A New Favorite Emerges
On the other hand, Klarman and his team have been piling into an off-the-radar drug stock, Jazz Pharmaceuticals. During the second quarter, Baupost added 440,552 shares of Jazz, increasing its stake by 53%. As of mid-2024, Jazz was Baupost’s ninth-largest holding, worth $136 million. So, what’s behind Klarman’s interest in Jazz?
Jazz’s Winning Formula
Jazz’s oxybate franchise, which includes Xyrem and Xywav, are the company’s bread and butter. Xywav, a sleep-disorder therapy with 92% less sodium than Xyrem, is an ideal treatment for people with cardiovascular concerns. Additionally, Jazz’s cannabidiol-based therapy, Epidiolex, is expected to reach blockbuster status, with limited competition and steady double-digit sales growth.
A Robust Pipeline
Jazz’s oncology segment has also topped $1 billion in annual sales for the first time, fueled by injectable therapy Rylaze.
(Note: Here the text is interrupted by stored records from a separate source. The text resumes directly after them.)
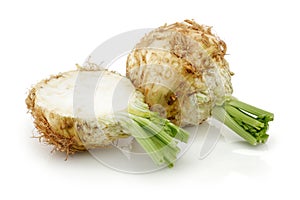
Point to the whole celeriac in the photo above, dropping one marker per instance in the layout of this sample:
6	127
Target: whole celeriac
86	109
181	70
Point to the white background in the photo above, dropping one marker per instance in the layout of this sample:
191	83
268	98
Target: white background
39	38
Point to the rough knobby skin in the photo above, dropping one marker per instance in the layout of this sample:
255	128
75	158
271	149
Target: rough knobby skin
67	133
200	75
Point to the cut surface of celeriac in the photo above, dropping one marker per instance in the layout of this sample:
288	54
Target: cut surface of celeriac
80	110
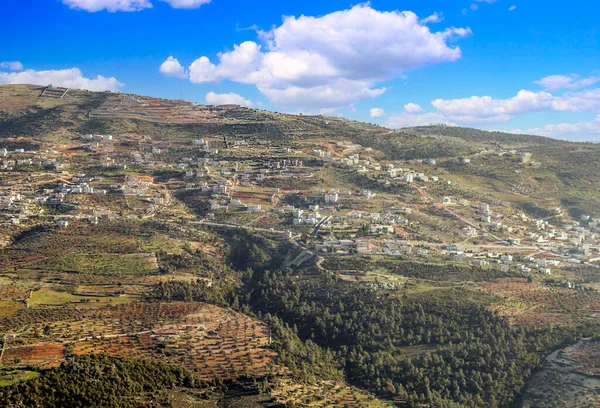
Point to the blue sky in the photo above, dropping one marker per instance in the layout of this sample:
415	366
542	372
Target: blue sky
513	65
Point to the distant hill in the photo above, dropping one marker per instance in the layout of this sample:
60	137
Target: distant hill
562	173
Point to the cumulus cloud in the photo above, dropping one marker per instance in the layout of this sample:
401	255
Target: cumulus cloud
12	65
172	67
186	3
556	82
434	18
69	78
110	5
227	99
486	107
478	110
377	113
333	60
413	108
586	130
408	120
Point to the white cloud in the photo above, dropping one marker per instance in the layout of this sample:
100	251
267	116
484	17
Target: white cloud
172	67
12	65
587	130
556	82
486	107
227	99
70	78
333	60
186	3
408	120
110	5
434	18
413	108
478	110
377	112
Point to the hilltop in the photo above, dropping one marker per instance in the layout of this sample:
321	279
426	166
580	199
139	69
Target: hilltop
265	259
564	172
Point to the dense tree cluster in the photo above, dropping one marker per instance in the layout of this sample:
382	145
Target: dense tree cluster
97	381
469	357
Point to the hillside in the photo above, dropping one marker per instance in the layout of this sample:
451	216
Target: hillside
564	173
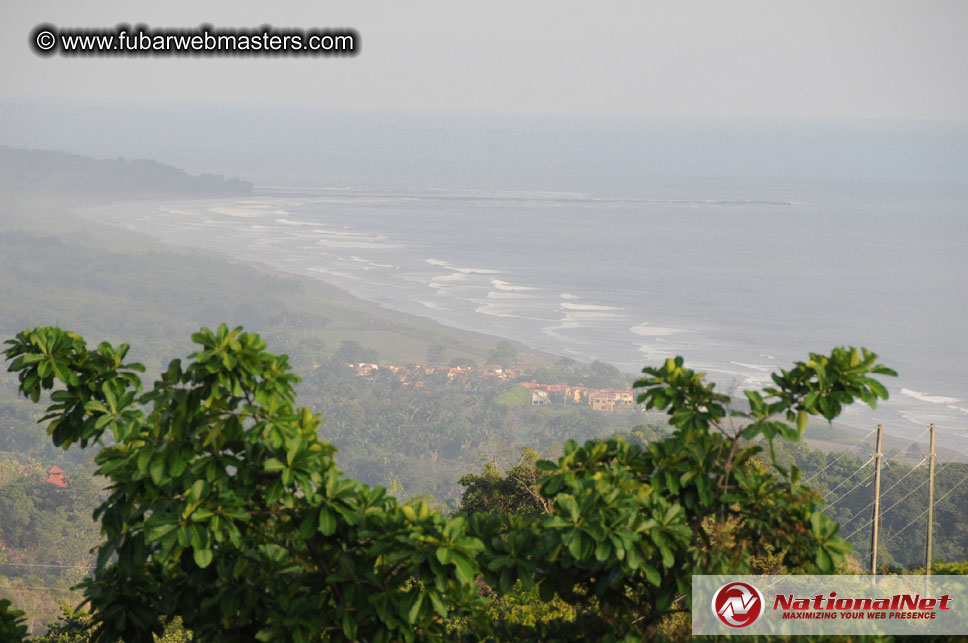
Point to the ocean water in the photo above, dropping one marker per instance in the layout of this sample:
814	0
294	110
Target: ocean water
738	287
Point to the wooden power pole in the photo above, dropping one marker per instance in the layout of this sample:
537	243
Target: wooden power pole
927	552
877	501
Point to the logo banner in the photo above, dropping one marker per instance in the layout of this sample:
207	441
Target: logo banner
824	605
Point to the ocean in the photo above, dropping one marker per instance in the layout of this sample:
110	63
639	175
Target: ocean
739	287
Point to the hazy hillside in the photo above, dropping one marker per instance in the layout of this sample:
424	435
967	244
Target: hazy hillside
48	173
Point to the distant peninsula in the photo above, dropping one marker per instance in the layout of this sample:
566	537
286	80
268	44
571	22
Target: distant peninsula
44	172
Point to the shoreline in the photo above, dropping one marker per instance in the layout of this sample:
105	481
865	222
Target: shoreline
413	325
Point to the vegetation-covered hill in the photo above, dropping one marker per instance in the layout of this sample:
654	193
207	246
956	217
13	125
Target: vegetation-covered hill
47	173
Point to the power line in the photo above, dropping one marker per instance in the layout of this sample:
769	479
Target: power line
923	513
39	588
855	487
871	503
905	497
852	489
840	457
845	480
42	565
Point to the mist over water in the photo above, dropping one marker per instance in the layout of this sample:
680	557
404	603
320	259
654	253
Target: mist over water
738	287
740	244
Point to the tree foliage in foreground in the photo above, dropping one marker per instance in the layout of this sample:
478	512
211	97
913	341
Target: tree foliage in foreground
226	510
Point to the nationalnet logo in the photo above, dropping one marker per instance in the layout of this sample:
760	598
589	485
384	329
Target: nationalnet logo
737	604
817	605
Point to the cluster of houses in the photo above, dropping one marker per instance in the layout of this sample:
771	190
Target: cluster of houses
605	400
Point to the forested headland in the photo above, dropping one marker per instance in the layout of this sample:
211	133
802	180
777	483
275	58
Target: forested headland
467	461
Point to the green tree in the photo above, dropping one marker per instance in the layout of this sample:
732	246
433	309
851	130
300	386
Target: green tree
226	509
631	525
12	628
518	491
504	354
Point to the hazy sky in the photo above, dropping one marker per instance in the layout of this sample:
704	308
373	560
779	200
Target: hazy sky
723	58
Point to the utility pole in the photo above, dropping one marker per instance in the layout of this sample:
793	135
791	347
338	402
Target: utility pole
877	501
927	553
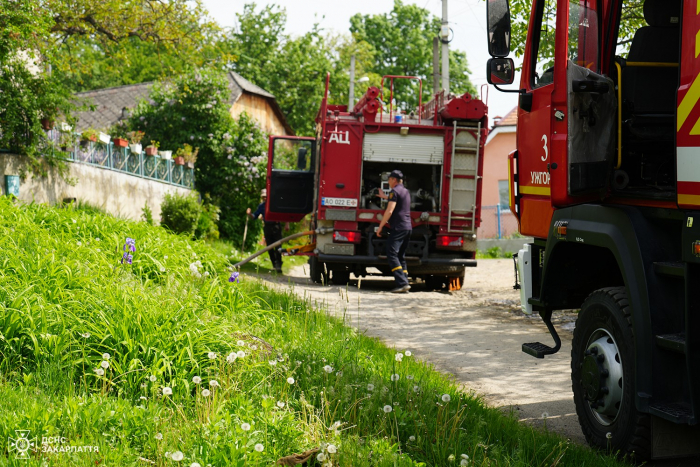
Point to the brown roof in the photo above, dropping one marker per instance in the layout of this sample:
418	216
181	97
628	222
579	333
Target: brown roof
109	102
511	119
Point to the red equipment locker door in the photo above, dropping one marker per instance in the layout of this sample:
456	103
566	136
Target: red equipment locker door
290	178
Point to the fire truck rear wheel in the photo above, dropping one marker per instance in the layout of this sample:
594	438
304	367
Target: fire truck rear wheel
317	272
602	375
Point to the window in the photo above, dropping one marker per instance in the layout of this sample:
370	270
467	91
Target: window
583	34
503	195
292	154
544	56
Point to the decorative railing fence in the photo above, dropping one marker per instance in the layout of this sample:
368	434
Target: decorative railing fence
111	157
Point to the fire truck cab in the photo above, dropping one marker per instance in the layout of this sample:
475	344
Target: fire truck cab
606	178
334	178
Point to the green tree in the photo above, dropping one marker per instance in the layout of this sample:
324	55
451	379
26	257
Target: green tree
403	43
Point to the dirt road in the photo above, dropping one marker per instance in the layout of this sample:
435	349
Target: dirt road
474	334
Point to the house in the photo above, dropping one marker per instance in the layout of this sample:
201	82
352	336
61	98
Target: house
245	97
496	218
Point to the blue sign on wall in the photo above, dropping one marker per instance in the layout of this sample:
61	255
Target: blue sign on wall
12	185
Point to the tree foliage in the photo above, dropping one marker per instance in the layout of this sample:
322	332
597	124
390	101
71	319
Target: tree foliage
193	108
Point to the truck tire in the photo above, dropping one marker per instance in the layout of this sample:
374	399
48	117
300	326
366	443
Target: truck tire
316	271
340	277
603	376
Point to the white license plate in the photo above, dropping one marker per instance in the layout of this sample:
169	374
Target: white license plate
350	202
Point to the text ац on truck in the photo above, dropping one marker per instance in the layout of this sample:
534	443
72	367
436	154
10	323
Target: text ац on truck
334	179
606	178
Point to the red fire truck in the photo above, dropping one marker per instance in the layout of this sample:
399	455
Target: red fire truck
606	178
336	176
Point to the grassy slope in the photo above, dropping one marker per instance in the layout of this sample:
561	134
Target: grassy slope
65	300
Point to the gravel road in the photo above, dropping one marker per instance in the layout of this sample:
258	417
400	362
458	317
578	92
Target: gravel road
474	334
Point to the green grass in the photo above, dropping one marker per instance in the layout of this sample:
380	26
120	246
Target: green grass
304	379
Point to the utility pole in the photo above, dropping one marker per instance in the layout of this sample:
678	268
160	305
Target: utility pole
436	65
444	35
351	94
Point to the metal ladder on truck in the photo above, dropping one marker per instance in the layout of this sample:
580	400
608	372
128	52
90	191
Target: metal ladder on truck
464	177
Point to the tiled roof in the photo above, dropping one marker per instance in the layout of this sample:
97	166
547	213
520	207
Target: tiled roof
511	119
109	102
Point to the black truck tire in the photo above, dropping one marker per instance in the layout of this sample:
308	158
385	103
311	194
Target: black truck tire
603	376
316	272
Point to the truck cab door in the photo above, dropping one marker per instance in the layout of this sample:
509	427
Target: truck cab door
591	105
290	178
The company’s pipeline features over 30 clinical trials, including label expansion opportunities for Epidiolex and a focus on small-cell lung cancer, breast cancer, and acute myeloid leukemia.
A Value Play
Despite concerns about Avadel Pharmaceuticals eating into Jazz’s dominance in the sleep disorder space, shares of Jazz are valued at a 32% discount to the company’s average forward P/E over the trailing-five-year period. With a strong pipeline and steady long-term growth, Jazz may be a hidden gem waiting to be uncovered.